His eyes swept over the glass table before him. It was littered with half empty bottles of True Blood, which annoyed Finn. He only bothered with the muck in public. In private, he had donors more than willing to provide their blood to him, and with no messy clean-up afterward. It was widespread knowledge that some humans, for whatever reason, willingly gave themselves to vampires in return for many things; sex, money and thrills being only a few among those possible reasons.
The sheriff was more willing to pay than to connect himself physically to some pathetic, desperate human. He did it occasionally, but he hated the fragility, the need, and the warmth. And they would never get a taste of his blood. That was why he had never been a maker. He imagined the vampire progeny would be nothing more than a parasite, and he didn't need that.

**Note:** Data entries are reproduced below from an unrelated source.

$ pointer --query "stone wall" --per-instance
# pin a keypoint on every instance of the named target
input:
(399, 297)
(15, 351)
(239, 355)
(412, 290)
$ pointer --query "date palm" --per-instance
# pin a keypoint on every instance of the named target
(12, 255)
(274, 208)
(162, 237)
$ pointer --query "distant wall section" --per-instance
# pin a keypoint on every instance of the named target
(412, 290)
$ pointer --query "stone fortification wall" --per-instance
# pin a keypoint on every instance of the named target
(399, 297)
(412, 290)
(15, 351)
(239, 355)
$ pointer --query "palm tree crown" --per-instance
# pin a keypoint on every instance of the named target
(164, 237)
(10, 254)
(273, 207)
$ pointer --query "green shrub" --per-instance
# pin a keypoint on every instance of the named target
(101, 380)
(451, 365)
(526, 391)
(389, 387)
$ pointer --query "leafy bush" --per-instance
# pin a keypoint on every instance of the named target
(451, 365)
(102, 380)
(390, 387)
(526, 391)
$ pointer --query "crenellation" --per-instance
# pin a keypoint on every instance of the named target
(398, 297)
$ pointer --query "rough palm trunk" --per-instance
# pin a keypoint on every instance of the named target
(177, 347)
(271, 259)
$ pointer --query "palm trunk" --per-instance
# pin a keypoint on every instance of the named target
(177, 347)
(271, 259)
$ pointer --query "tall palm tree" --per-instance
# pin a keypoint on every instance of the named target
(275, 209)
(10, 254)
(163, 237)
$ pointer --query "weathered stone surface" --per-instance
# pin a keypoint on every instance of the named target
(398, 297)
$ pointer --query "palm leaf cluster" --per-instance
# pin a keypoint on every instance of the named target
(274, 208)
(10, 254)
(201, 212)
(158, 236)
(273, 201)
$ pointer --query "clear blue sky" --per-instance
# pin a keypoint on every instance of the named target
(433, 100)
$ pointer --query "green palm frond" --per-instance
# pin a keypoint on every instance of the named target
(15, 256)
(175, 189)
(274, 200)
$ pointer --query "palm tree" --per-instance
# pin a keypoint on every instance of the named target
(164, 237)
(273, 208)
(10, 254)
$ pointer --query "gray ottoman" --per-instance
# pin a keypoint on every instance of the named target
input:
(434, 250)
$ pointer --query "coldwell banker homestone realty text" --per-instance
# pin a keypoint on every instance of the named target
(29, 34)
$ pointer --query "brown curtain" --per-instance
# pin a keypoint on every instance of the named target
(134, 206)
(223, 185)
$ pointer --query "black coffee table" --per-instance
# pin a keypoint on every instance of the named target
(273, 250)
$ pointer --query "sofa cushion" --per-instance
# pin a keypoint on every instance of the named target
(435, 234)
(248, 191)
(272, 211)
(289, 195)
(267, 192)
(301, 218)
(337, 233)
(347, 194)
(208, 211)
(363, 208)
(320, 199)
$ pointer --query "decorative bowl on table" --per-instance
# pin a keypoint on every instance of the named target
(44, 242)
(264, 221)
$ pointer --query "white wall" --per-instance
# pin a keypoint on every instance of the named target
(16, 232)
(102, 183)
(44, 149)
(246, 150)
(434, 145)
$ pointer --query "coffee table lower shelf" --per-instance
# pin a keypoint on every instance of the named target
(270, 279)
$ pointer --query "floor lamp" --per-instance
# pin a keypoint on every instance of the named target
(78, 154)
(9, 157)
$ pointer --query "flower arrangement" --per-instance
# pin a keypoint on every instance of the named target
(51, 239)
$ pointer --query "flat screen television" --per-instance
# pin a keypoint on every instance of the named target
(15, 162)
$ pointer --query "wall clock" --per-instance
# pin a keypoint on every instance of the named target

He could hardly stand his own guards' presence around him home, but it was necessary; his own maker, the previous sheriff of Area 2, had been slain by the self-proclaimed Soldiers of the Sun. Kidnapped, draped heavily in silver chains and introduced to the sun until he was nothing more than a blackened, dried out skeleton. They had personally seen to it that Finn was delivered his remains. He had to give the humans one thing: they knew where to exploit the few emotional weaknesses that vampires possessed.
"Then what do you think we should do about it?," another member of his nest asked.
"I say we kill them all, and don't get caught doing it." This brought a round of appreciative laughter from those gathered in the room, and some even showed their fangs.
Finn and Adam weren't so different, and the sheriff thought it high time that Mr. Thurston started to see that fact. He would assist him there.